Participants can expect orientations to setting up Cobweb accounts; establishing and updating collecting projects; determining and setting approaches for soliciting nominations to their projects; assigning descriptive metadata to projects, nominations, and holdings; understanding metadata flows into and out of Cobweb; and advanced searching within and across the Cobweb registry. Some time will also be spent on exploring how Cobweb supports multi-participant communication within and across the activities involved in establishing and managing collecting projects. The tutorial facilitator will provide overviews of Cobweb documentation, how Cobweb relates to or interacts with complementary web archiving systems and tools, and the roadmap for continued maintenance and enhancement of the Cobweb platform.

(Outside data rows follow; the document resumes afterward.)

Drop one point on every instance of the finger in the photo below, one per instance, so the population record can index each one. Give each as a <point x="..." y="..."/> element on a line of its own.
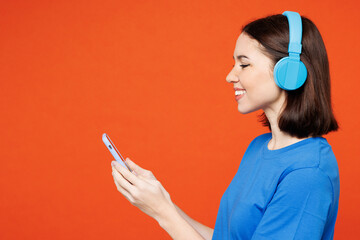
<point x="125" y="173"/>
<point x="125" y="193"/>
<point x="125" y="184"/>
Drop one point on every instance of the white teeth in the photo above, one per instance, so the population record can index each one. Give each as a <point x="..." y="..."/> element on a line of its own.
<point x="240" y="92"/>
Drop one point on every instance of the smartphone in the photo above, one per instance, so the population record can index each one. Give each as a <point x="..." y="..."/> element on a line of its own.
<point x="113" y="150"/>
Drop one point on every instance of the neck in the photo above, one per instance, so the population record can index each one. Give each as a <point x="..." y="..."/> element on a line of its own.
<point x="279" y="138"/>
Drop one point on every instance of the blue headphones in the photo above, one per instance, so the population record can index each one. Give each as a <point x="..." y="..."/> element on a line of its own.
<point x="290" y="72"/>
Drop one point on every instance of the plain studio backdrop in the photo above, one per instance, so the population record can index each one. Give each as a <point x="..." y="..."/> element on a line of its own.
<point x="151" y="74"/>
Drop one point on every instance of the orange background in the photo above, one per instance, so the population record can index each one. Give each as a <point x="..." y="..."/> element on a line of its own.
<point x="151" y="74"/>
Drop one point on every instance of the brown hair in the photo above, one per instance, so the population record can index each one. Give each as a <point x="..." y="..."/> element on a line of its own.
<point x="308" y="110"/>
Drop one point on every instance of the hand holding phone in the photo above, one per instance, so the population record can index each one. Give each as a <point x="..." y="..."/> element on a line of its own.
<point x="113" y="150"/>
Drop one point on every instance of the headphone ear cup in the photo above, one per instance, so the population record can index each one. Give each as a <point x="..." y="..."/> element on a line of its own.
<point x="290" y="74"/>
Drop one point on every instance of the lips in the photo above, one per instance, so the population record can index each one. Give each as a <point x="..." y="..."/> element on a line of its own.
<point x="239" y="93"/>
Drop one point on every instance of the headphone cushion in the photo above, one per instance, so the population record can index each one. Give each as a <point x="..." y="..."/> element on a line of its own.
<point x="290" y="74"/>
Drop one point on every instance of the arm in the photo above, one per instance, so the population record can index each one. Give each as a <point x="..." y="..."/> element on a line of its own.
<point x="145" y="192"/>
<point x="299" y="208"/>
<point x="205" y="231"/>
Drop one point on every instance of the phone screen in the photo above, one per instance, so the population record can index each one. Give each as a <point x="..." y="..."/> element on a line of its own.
<point x="113" y="150"/>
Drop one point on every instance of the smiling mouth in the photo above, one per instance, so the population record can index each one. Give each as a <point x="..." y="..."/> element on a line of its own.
<point x="239" y="94"/>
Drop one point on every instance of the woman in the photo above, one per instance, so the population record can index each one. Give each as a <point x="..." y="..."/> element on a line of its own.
<point x="287" y="185"/>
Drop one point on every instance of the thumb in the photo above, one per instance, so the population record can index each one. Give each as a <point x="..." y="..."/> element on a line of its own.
<point x="134" y="167"/>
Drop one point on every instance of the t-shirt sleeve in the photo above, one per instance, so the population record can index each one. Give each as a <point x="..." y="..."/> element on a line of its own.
<point x="299" y="207"/>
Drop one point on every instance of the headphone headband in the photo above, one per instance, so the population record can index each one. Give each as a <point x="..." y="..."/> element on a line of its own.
<point x="295" y="31"/>
<point x="290" y="72"/>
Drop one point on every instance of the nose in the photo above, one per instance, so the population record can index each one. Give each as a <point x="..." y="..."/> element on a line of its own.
<point x="232" y="76"/>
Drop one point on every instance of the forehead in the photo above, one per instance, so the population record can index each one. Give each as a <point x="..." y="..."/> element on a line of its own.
<point x="248" y="46"/>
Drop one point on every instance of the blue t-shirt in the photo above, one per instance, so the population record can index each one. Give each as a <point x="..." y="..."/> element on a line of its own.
<point x="289" y="193"/>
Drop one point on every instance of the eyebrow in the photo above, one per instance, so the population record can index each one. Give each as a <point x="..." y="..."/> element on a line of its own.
<point x="239" y="57"/>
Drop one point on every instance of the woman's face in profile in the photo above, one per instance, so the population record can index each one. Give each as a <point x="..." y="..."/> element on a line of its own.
<point x="252" y="76"/>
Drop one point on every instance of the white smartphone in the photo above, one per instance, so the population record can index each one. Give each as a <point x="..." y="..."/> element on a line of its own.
<point x="113" y="150"/>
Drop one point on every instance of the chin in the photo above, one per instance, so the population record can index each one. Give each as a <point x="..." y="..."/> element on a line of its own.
<point x="246" y="110"/>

|Ethical social media archiving through community collaboration|
Time: Friday, 09:00-16:00, Venue: Auditorium
Number of participants: 30
Workshop coordinators: Jessica Moran, Matariki Williams, Bergis Jules, Edward Summers, Alexandra Dolan-Mescal and Francis Kayiwa
This workshop will bring together community activists, archivists, librarians, scholars, developers, and designers to discuss how we can create richer, non-oppressive web archives—archives that will better serve their publics and the historical record.
This workshop will address these issues that live at the intersection of archival practice and the expressions of community and culture on the web and social media.
The workshop will be organised in three parts:
- Introducing workshop participants to the Documenting the Now project.
- Introduce Documenting the Now and other social media web archiving tools.
- Invited speakers from New Zealand will discuss their experience in online spaces, their current archival or collecting practices, and their aspirations for the future.
- Structured group conversation around what ethical and collaborative community led social media archiving might look like.